Figure 7. Tonic and evoked activity in icilin (cold)-responsive spinal neurons is enhanced after ablating CGRPα DRG neurons.

Figure 7

(A–F) Patch recordings of lamina II spinal neurons from saline-treated and DTX-treated CGRPα-DTR+/− mice (4 weeks old). Sagittal lumbar spinal cord slices harvested 3 days after last saline/DTX treatment. Picospritzer filled with drugs at the indicated concentrations then pressure ejected near the recorded neuron. (A) Example recordings, (C) EPSC event histogram and (E) EPSC frequency in capsaicin-responsive spinal neurons. (B) Example recordings, (D) EPSC event histogram (F) EPSC frequency in icilin-responsive spinal neurons. Number of neurons studied and their physiological classification are shown in Table S1. T test relative to saline-treated; *p<0.05, **p<0.005, ***p<0.0005. (G) Somatosensory circuits before and (H) after ablation suggests central disinhibition mechanism for enhanced cold sensitivity. CGRP-IR neurons are myelinated (A-fibers) or unmyelinated (C-fibers) (Lawson et al., 2002) and ~50% express the capsaicin receptor TRPV1 (Cavanaugh et al., 2011; McCoy et al., 2012).
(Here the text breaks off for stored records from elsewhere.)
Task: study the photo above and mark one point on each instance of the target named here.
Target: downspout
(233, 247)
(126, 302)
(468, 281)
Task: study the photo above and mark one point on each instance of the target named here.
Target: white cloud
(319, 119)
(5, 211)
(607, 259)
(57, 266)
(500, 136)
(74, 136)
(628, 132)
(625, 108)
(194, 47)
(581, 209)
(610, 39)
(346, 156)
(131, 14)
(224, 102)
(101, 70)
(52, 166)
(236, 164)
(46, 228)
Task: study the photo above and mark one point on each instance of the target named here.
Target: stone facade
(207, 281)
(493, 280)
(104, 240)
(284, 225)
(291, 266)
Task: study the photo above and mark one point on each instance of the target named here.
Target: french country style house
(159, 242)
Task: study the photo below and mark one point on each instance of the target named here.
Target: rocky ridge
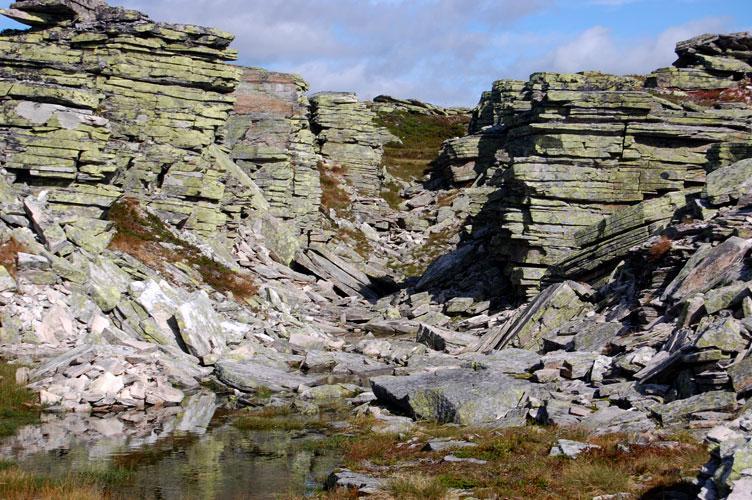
(625, 200)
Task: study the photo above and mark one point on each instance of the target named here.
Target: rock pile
(568, 151)
(270, 139)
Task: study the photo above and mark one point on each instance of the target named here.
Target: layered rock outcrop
(568, 151)
(98, 101)
(349, 137)
(270, 139)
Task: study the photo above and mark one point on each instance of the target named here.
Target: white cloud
(597, 49)
(443, 51)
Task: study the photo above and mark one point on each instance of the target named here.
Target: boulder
(200, 326)
(250, 376)
(461, 396)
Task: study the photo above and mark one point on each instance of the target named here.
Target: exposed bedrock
(568, 153)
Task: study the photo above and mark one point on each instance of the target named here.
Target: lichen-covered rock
(97, 98)
(465, 397)
(348, 137)
(568, 153)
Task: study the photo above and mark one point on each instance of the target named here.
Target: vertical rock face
(96, 101)
(270, 139)
(567, 152)
(349, 137)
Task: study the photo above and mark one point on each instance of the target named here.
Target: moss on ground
(145, 237)
(94, 484)
(422, 137)
(18, 405)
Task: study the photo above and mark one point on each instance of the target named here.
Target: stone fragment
(440, 339)
(250, 376)
(551, 309)
(680, 411)
(200, 326)
(714, 266)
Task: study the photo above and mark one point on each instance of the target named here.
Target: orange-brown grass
(422, 137)
(145, 237)
(333, 196)
(519, 465)
(9, 255)
(741, 93)
(659, 249)
(17, 484)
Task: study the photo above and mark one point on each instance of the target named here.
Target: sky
(449, 51)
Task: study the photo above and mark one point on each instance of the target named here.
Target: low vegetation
(94, 484)
(9, 255)
(145, 237)
(519, 466)
(18, 405)
(422, 137)
(660, 248)
(335, 197)
(436, 245)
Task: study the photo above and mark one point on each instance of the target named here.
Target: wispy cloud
(444, 51)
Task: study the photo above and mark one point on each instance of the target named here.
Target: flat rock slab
(461, 396)
(511, 361)
(571, 449)
(440, 339)
(680, 411)
(350, 480)
(248, 376)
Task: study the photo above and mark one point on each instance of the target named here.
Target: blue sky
(449, 51)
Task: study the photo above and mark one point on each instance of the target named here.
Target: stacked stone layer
(270, 139)
(101, 101)
(568, 151)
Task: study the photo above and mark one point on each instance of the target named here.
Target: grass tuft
(18, 405)
(9, 255)
(145, 237)
(422, 137)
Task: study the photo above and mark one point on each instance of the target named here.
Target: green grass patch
(148, 239)
(98, 483)
(422, 137)
(18, 405)
(519, 466)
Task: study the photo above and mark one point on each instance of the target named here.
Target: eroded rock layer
(99, 100)
(568, 151)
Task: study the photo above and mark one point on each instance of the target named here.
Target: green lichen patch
(145, 237)
(18, 405)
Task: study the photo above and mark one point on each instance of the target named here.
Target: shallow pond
(188, 452)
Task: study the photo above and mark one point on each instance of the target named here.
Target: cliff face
(270, 139)
(97, 101)
(568, 151)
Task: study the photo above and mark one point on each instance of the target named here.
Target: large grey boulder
(200, 326)
(461, 396)
(249, 376)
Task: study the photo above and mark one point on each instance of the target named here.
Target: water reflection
(186, 452)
As found in the present study, CGRPα neurons are selectively required to sense heat, capsaicin and some pruritogens (histamine=hist and CQ) and, via an interneuron, tonically inhibit cold-responsive postsynaptic spinal neurons. The existence of this inhibitory interneuron that monosynaptically connects capsaicin-responsive spinal neurons with icilin-responsive spinal neurons was demonstrated by paired recordings (Zheng et al., 2010). Following CGRPα neuron ablation, tonic and evoked excitatory activity in cold-sensitive spinal neurons is enhanced. Ablation also enhanced cold and cold-mimetic sensitivity at the behavioral level. CGRPα neurons do not express TRPM8 and very few (2%) respond to icilin (McCoy et al., 2012). Cold/TRPM8+ neurons are either myelinated or unmyelinated (Cain et al., 2001; Kobayashi et al., 2005), and both subsets are present in CGRPα-neuron ablated mice. Activity in unmyelinated TRPM8+ afferents likely colors the perception of hot and cold temperatures with a “burning” sensation (Campero et al., 2009). TRPV1+ neurons are primarily unmyelinated (Lawson et al., 2008).